In our rush to establish a national electronic medical record (EMR) system as part of the American Recovery and Reinvestment Act of 2009, powerful silos of independent EMR systems have sprung up nationwide.
While most systems are being developed responsibly, like the Wild, Wild West, many have been developed without an objective eye toward quality and the potential harm they may be causing our patients.
As most readers of this blog are aware, since 2005 the medical device industry in which I work has had widely publicized instances of patient deaths splashed all over the New York Times and other mainstream media outlets from defibrillator malfunctions that resulted in a just a few patient deaths.
The backlash in response to these deaths was significant: device registries were developed, software improvements to devices created, and billions of dollars in legal fees and damages paid to patients and their families on the path to improvement. In addition, we also learned about the limits of corporate responsibility for these deaths thanks to legal precedent established by the Reigel vs. Medtronic case.
The economic stimulus package passed in 2009 contained billions of dollars designed to encourage hospitals and doctors to install electronic health records (EHRs). At the time, an exceptionally small number of health care providers had computerized medical records. It is hard for those of us who are used to dealing with credit card companies, airlines, automobile service departments, utility companies, and the like to imagine that the medical world was living in the Dark Ages.
Here was an industry that hadn’t even arrived in the 20th century – much less the 21st century — in terms of computerization. Accordingly, the idea of the legislation was to both create jobs and also pull the industry up by its bootstraps.

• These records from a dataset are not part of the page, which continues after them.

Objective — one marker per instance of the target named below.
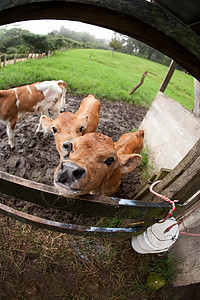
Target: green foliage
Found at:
(135, 47)
(104, 76)
(115, 43)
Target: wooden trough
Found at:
(158, 26)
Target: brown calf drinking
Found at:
(35, 98)
(94, 166)
(68, 126)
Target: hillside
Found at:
(91, 71)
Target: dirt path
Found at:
(35, 156)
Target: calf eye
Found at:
(109, 161)
(54, 129)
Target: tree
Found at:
(115, 44)
(39, 43)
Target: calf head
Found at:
(65, 128)
(93, 167)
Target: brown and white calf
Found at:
(35, 98)
(68, 126)
(94, 166)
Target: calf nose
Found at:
(69, 172)
(67, 147)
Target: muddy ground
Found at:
(35, 156)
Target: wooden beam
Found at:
(168, 76)
(196, 108)
(189, 166)
(91, 205)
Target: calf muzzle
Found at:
(67, 147)
(69, 172)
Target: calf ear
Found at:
(128, 162)
(46, 122)
(84, 122)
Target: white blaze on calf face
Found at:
(93, 167)
(68, 126)
(31, 99)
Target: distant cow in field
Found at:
(68, 126)
(35, 98)
(94, 166)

Everyone understood that this would not be an easy task, but it was the right thing to do. Without EHRs, if you show up at a new hospital and the doctor there needs your medical history from your home institution, the file of paper records needs to be extracted from the archives. Then, believe it or not, it is faxed a page at a time to the doctor who is treating you. That’s if you are lucky. Many times, the process is just too burdensome and time-consuming. If you are waiting in an emergency room, chances are they will not even try to obtain this information. The result is that tests you might have had recently will have to be repeated, a high cost, when you enter the new facility.
But not having EHRs is a problem even if you go to your regular hospital. There, too, your doctor needs to put in a request for someone to dig up your files and have them delivered or faxed to his or her office. Not only does this create delays, it offers a high probability that your doctor will not have key information about you as he or she begins to diagnose and treat you.